MS09-01 - Tools to Aid Macromolecular Refinement at Low Resolution
Robert Nicholls (University of Cambridge, United Kingdom)
Effects such as crystal mosaicity and disorder lead to poor diffraction quality and weak intensities, resulting in only low-resolution data being available. Low observation-to-parameter ratio and suboptimal parameterisation cause unstable refinement, overfitting, and ultimately result in an unreliable model.
Regularisers stabilise macromolecular refinement, ensuring consistency between derived models and prior knowledge. Restraints representing chemical information help local structure adopt chemically reasonable conformations. At lower resolutions, supplementary restraints are used: encouraging consistency with models of homologous structures, formation of hydrogen bonding networks, nucleotide base pairing and stacking. Jelly-body restraints stabilise model refinement without injecting externally derived information. An anharmonic penalty function is used in order to control robustness to outliers due to inconsistencies between data and prior. Additional restraints and robust estimation are also useful for model building, increasing real space refinement convergence radius and stability.
Where several datasets and models are available for a macromolecule, restraints can facilitate information transfer between structures, potentially improving refinement and thus resultant model quality. Pragmatically, determining suitability of reference structures and refinement parameters can be challenging; the automated pipeline LORESTR facilitates this process by trialling multiple protocols.

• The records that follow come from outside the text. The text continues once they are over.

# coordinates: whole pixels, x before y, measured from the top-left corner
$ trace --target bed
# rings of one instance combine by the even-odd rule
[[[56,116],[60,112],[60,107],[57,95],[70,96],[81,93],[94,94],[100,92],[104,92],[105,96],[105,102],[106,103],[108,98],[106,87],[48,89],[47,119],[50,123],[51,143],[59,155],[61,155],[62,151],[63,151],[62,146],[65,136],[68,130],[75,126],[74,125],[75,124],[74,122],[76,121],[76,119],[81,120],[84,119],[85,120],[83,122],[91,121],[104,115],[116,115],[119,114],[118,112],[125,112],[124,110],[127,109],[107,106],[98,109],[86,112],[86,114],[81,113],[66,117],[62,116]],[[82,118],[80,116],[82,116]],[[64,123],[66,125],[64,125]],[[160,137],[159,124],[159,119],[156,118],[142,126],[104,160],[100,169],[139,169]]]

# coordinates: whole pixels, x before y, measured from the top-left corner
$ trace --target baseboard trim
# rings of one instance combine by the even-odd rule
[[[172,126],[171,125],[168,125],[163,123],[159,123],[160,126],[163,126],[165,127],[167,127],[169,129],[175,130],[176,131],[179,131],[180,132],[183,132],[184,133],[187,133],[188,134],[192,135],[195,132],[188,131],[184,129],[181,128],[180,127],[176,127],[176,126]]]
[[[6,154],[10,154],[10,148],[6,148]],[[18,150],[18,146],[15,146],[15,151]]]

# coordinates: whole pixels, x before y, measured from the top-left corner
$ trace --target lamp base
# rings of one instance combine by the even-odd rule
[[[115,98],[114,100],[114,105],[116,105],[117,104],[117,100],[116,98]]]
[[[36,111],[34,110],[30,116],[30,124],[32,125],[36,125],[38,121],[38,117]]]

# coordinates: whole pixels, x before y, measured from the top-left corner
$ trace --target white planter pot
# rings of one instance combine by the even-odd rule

This contribution will discuss techniques to facilitate high-quality models being routinely achieved in cases where only low-resolution data are available, focussing on implementation in REFMAC5, Coot, ProSMART, LibG and LORESTR. Other developments in refinement, map calculation, analysis and validation tools will also be discussed.
Nicholls R.A., Kovalevskiy O. and Murshudov G.N. (2017) Low resolution refinement of atomic models against crystallographic data. Protein Crystallography: Methods and Protocols, 565-93.